Au musée d’Orsay jusqu’au 10 janvier

Léon Spilliaert – Lumière et solitude. Peu connu en France, ce peintre belge torturé développe son propre langage plastique. À admirer ses noirs, ses encres, ses gouaches dépourvus de couleurs qui collent parfaitement à l’époque

Autoportrait

Aubrey Beardsley – Première exposition en France de cet artiste anglais prolifiques qui dessina plusieurs centaines de dessins, noirs et blancs, avant sa mort à 25 ans. Son œuvre illustre des livres, des recueils et des revues. Il est très intéressant de passer d’une salle à l’autre et d’un artiste à l’autre pour constater leurs différences.

L’artiste
Salomé

Giorgio de Chirico – la peinture métaphysique

Les thématiques associées aux objets récurrents tels les mannequins, les tours, les places, les arcades, les horloges, les trains apparaissent dans beaucoup de toiles du peintre italien Giorgio de Chirico.
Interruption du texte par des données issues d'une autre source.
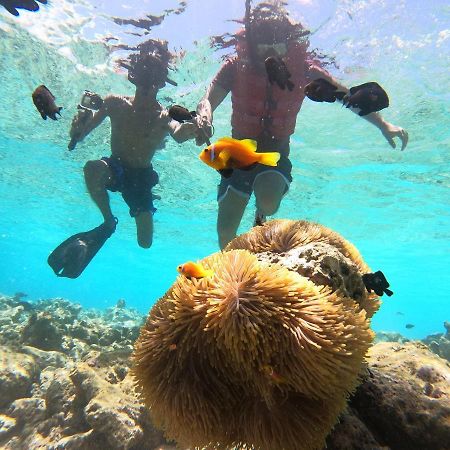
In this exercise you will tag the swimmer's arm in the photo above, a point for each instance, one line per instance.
(214, 96)
(182, 132)
(85, 121)
(388, 130)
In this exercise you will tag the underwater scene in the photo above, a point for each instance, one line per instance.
(225, 225)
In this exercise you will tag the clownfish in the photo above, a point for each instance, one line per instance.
(191, 269)
(228, 154)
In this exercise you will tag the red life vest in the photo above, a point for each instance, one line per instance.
(253, 113)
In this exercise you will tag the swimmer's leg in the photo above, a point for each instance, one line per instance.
(97, 176)
(144, 229)
(231, 209)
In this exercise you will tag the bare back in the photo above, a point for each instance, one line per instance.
(137, 130)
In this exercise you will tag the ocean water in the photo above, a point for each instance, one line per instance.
(394, 206)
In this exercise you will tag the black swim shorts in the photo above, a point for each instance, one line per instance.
(242, 181)
(135, 184)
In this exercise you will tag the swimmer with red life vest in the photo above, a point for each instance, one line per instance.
(267, 79)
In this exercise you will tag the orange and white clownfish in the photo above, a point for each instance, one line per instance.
(191, 269)
(228, 154)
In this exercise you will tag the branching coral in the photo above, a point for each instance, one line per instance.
(256, 356)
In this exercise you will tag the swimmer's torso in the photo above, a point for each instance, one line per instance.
(136, 131)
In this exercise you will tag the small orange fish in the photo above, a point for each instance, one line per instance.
(194, 270)
(228, 154)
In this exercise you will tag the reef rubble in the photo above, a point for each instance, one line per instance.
(64, 384)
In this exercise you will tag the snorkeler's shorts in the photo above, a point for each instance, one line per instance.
(135, 184)
(242, 181)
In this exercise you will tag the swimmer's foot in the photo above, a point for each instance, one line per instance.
(260, 219)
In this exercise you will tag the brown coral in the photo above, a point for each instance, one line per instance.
(314, 251)
(256, 356)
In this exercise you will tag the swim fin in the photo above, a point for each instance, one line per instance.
(72, 256)
(376, 282)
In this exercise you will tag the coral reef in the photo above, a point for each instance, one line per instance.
(405, 401)
(439, 343)
(279, 333)
(63, 378)
(84, 398)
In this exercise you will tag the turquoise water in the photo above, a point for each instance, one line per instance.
(394, 206)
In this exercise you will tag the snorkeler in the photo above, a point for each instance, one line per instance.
(139, 125)
(264, 111)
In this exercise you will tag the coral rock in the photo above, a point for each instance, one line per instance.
(256, 338)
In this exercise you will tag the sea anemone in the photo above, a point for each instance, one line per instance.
(256, 356)
(314, 251)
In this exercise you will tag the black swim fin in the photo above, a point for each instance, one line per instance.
(376, 282)
(72, 256)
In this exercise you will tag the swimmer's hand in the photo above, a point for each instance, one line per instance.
(391, 131)
(204, 130)
(78, 127)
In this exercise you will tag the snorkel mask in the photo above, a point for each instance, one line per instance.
(269, 30)
(149, 68)
(149, 71)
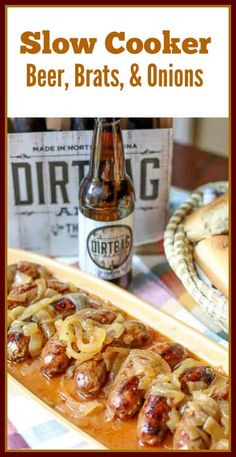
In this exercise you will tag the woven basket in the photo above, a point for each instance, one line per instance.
(179, 250)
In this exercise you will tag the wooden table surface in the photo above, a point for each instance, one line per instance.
(193, 167)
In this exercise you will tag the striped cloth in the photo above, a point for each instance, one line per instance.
(154, 282)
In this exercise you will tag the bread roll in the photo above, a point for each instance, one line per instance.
(212, 256)
(211, 219)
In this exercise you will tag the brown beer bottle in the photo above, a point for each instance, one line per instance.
(106, 215)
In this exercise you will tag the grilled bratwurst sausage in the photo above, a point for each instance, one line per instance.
(189, 434)
(196, 374)
(102, 316)
(17, 347)
(152, 428)
(125, 398)
(54, 359)
(153, 416)
(90, 376)
(28, 293)
(172, 353)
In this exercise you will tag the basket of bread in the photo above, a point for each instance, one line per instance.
(196, 243)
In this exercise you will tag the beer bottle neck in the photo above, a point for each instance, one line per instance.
(107, 158)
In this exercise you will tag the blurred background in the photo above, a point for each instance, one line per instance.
(209, 134)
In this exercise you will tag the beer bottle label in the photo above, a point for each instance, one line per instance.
(105, 248)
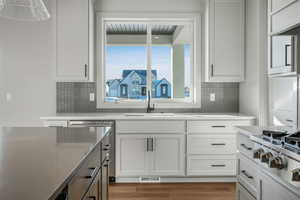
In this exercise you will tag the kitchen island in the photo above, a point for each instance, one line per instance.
(38, 163)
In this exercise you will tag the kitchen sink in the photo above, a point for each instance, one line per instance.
(149, 114)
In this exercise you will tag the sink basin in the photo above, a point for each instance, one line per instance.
(149, 114)
(214, 116)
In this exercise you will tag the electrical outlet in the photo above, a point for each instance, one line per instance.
(92, 97)
(212, 97)
(8, 97)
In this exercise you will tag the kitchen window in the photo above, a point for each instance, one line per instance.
(155, 55)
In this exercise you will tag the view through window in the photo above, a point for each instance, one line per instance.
(130, 55)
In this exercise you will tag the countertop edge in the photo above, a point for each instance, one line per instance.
(57, 191)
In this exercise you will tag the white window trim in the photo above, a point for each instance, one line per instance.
(158, 18)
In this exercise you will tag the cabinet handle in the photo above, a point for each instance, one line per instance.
(218, 165)
(246, 147)
(147, 141)
(286, 51)
(94, 170)
(218, 144)
(85, 70)
(218, 126)
(246, 174)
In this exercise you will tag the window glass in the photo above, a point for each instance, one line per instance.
(125, 62)
(171, 61)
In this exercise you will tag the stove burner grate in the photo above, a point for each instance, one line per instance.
(274, 137)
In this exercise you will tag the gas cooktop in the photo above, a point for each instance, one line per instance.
(289, 141)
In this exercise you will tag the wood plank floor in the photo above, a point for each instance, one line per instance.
(170, 191)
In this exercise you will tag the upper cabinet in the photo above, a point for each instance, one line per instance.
(225, 30)
(74, 40)
(283, 15)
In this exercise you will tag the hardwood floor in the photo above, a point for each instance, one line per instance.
(170, 191)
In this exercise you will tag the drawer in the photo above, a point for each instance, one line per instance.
(247, 174)
(80, 183)
(243, 194)
(245, 145)
(211, 144)
(211, 166)
(151, 126)
(55, 123)
(217, 126)
(286, 18)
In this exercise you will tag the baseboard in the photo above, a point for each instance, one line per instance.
(231, 179)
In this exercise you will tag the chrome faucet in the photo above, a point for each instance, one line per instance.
(149, 108)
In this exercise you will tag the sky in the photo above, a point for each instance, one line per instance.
(119, 58)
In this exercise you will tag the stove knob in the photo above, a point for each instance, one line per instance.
(296, 175)
(257, 153)
(277, 163)
(265, 157)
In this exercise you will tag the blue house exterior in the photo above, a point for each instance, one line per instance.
(133, 85)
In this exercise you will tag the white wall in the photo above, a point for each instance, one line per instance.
(27, 64)
(253, 90)
(150, 5)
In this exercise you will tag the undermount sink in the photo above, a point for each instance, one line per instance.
(149, 114)
(213, 116)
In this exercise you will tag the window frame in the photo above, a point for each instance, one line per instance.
(149, 18)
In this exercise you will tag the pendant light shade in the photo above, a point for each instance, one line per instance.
(26, 10)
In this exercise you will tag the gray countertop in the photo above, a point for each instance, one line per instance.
(37, 162)
(250, 130)
(148, 116)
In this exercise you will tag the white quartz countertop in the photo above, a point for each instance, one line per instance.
(148, 116)
(250, 130)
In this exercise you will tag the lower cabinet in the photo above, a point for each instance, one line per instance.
(213, 165)
(269, 189)
(150, 155)
(243, 194)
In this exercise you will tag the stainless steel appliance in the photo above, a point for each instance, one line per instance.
(111, 141)
(283, 99)
(277, 152)
(283, 55)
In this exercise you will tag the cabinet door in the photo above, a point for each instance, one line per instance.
(131, 155)
(270, 189)
(104, 181)
(72, 40)
(168, 155)
(226, 41)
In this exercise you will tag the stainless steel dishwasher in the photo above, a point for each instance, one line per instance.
(112, 140)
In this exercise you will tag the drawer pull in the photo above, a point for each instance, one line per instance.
(246, 147)
(218, 144)
(92, 174)
(218, 126)
(246, 174)
(218, 165)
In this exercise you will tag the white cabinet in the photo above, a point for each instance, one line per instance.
(283, 15)
(271, 189)
(168, 155)
(55, 123)
(211, 165)
(225, 41)
(243, 194)
(150, 155)
(131, 155)
(211, 147)
(74, 40)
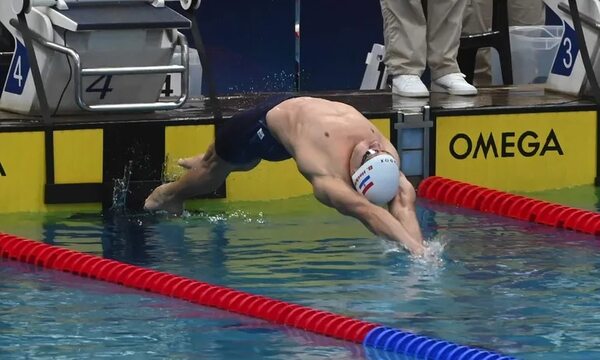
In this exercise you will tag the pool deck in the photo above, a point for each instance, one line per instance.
(79, 158)
(373, 104)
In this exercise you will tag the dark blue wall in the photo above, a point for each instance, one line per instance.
(251, 44)
(336, 36)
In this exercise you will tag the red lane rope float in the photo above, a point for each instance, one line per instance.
(272, 310)
(321, 322)
(505, 204)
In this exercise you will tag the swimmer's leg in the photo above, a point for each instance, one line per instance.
(205, 174)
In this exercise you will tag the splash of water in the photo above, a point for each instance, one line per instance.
(434, 249)
(121, 189)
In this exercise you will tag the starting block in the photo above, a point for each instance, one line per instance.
(99, 56)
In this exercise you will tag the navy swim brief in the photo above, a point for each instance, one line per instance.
(245, 137)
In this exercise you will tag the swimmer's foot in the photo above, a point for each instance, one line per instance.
(162, 199)
(190, 162)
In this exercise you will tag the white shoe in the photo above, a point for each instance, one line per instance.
(409, 85)
(454, 84)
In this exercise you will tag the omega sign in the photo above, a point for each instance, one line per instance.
(504, 145)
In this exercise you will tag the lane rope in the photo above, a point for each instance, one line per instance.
(502, 203)
(371, 335)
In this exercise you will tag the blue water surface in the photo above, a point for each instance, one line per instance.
(522, 289)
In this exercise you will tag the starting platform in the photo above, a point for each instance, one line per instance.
(83, 122)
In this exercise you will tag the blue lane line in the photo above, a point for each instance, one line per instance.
(423, 347)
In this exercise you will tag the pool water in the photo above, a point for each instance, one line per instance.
(518, 288)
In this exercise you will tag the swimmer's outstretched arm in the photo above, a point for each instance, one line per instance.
(402, 207)
(339, 195)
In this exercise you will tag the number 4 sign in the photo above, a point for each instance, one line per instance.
(18, 72)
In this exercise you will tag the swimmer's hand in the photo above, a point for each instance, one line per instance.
(190, 162)
(162, 199)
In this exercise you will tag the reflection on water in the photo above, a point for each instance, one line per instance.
(522, 289)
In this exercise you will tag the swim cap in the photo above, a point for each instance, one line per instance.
(378, 179)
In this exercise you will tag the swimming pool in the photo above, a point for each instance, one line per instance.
(522, 289)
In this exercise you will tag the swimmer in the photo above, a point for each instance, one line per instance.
(351, 166)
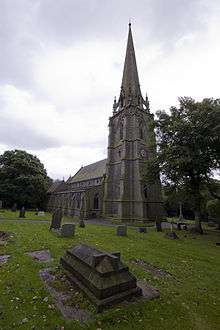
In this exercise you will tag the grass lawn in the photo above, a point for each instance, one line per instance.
(189, 300)
(30, 215)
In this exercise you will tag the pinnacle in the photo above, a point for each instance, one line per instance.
(130, 81)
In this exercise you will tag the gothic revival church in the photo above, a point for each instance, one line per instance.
(114, 187)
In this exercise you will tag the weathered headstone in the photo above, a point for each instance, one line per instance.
(14, 207)
(22, 212)
(82, 223)
(121, 230)
(142, 229)
(100, 275)
(67, 230)
(56, 219)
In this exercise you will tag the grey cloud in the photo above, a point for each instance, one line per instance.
(19, 135)
(27, 26)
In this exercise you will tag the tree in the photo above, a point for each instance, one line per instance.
(188, 147)
(23, 179)
(213, 208)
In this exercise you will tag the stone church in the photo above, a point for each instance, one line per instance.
(114, 187)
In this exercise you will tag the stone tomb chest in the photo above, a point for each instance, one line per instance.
(100, 275)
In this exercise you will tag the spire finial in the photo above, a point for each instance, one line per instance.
(130, 80)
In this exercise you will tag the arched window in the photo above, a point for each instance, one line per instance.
(121, 131)
(96, 201)
(141, 132)
(145, 191)
(78, 201)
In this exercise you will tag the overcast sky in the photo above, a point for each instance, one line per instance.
(61, 64)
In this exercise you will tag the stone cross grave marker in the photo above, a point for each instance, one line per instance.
(56, 219)
(22, 212)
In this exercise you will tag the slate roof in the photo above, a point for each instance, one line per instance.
(54, 186)
(92, 171)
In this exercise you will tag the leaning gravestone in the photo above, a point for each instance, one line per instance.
(82, 223)
(41, 214)
(14, 207)
(100, 275)
(121, 230)
(56, 219)
(67, 230)
(22, 212)
(142, 230)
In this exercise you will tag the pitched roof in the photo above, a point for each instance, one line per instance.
(92, 171)
(130, 80)
(54, 186)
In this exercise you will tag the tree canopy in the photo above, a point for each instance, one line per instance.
(23, 179)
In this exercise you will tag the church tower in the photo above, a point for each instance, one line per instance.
(131, 142)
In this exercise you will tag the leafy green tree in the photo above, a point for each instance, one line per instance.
(23, 179)
(213, 208)
(188, 148)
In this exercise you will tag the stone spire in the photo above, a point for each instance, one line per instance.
(130, 87)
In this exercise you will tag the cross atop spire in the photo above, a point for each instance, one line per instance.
(130, 81)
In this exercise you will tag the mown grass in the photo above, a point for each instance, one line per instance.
(190, 299)
(31, 215)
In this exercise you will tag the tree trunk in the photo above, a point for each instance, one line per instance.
(180, 212)
(197, 209)
(158, 225)
(198, 226)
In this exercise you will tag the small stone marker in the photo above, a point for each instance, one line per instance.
(4, 259)
(22, 212)
(100, 275)
(121, 230)
(67, 230)
(14, 207)
(82, 223)
(142, 229)
(41, 214)
(56, 219)
(42, 255)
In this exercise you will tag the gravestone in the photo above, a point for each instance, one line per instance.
(67, 230)
(82, 223)
(56, 219)
(22, 212)
(100, 275)
(142, 229)
(121, 230)
(14, 207)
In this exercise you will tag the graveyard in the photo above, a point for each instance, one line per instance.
(182, 276)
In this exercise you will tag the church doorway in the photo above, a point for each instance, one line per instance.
(96, 201)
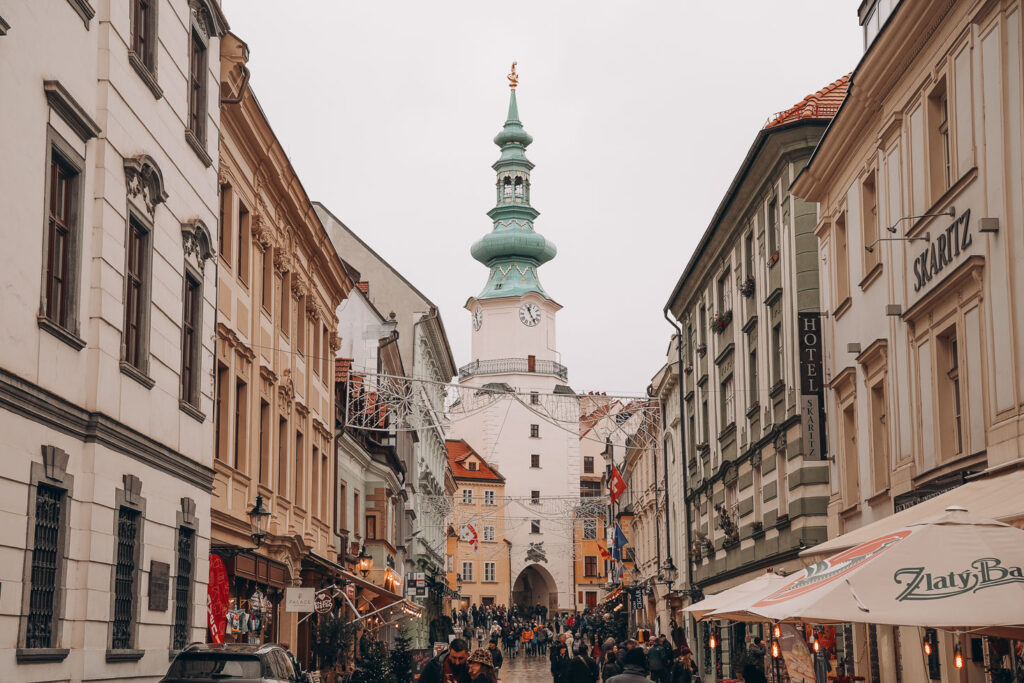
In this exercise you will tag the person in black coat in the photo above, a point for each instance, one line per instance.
(683, 670)
(582, 668)
(450, 666)
(611, 666)
(560, 664)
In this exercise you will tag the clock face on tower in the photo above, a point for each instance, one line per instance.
(529, 314)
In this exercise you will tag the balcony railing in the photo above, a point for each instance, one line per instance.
(513, 366)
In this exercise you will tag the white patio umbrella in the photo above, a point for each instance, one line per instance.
(737, 595)
(948, 571)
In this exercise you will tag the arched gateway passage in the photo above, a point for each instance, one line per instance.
(536, 586)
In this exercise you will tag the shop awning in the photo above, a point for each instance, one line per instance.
(371, 591)
(996, 498)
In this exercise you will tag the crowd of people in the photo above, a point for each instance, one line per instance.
(574, 647)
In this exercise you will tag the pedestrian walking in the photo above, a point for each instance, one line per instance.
(582, 668)
(560, 664)
(481, 668)
(634, 668)
(450, 666)
(496, 655)
(610, 666)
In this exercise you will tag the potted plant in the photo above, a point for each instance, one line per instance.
(747, 287)
(719, 322)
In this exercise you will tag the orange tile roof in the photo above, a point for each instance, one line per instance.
(458, 452)
(821, 104)
(341, 368)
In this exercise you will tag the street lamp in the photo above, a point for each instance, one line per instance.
(257, 519)
(365, 562)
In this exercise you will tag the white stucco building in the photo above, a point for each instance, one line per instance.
(514, 352)
(109, 184)
(425, 354)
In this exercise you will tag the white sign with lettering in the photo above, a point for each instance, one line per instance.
(299, 599)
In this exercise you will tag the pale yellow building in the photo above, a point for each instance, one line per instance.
(919, 181)
(280, 284)
(479, 511)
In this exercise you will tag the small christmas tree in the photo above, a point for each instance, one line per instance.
(375, 667)
(401, 658)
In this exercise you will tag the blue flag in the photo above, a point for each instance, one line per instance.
(621, 539)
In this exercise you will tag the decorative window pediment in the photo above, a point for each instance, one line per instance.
(144, 182)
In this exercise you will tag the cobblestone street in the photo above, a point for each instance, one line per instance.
(525, 670)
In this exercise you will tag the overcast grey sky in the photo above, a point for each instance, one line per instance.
(640, 113)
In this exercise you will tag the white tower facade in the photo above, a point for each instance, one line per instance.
(515, 353)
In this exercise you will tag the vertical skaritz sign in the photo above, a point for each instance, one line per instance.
(811, 385)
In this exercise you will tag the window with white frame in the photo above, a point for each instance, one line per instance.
(728, 401)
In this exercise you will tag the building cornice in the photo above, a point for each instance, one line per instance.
(34, 402)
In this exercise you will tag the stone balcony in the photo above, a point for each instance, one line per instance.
(513, 367)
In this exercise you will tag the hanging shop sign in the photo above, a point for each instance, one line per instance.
(217, 597)
(160, 583)
(811, 386)
(299, 599)
(942, 250)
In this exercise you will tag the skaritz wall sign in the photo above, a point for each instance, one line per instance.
(984, 572)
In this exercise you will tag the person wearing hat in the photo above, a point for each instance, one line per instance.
(658, 659)
(634, 669)
(683, 670)
(496, 655)
(481, 668)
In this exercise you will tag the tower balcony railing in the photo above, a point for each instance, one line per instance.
(513, 366)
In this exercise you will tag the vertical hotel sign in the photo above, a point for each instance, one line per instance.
(811, 386)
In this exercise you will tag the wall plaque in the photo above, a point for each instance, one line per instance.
(811, 386)
(160, 584)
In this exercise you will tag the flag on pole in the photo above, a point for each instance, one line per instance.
(621, 539)
(616, 484)
(469, 536)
De nombreuses références à la mythologie surgissent aussi dans ses tableaux. A découvrir cette peinture étrange et fascinante au musée de l’Orangerie jusqu’au 15 décembre.

MIARKA

Vous pourrez trouver en librairie dès le 1er octobre ce livre « Miarka » d’Antoine de Meaux, aux éditions Phoebus. A découvrir les diverses facettes de ma mère Denise Vernay. L’article de Bénédicte Flye Sainte Marie vous éclairera :

womentoday.fr/denise-vernay-resistante-deportee-et-soeur-de-simone-veil-une-heroine-discrete

Le nez d’après Nikolaï Gogol

Rien ne pouvait résonner plus juste en cette période déraisonnable que d’adapter cette farce absurde de Gogol. Les excellents acteurs de la compagnie Voix des Plumes sont masqués mais on les entend parfaitement. C’est un moment formidable. Je vous conseille vivement d’aller dans ce théâtre 13, côté jardin, on y est en toute sécurité. Le nez se jouera à partir du 27 septembre, du mardi au samedi à 20 heures et le dimanche à 16 heures.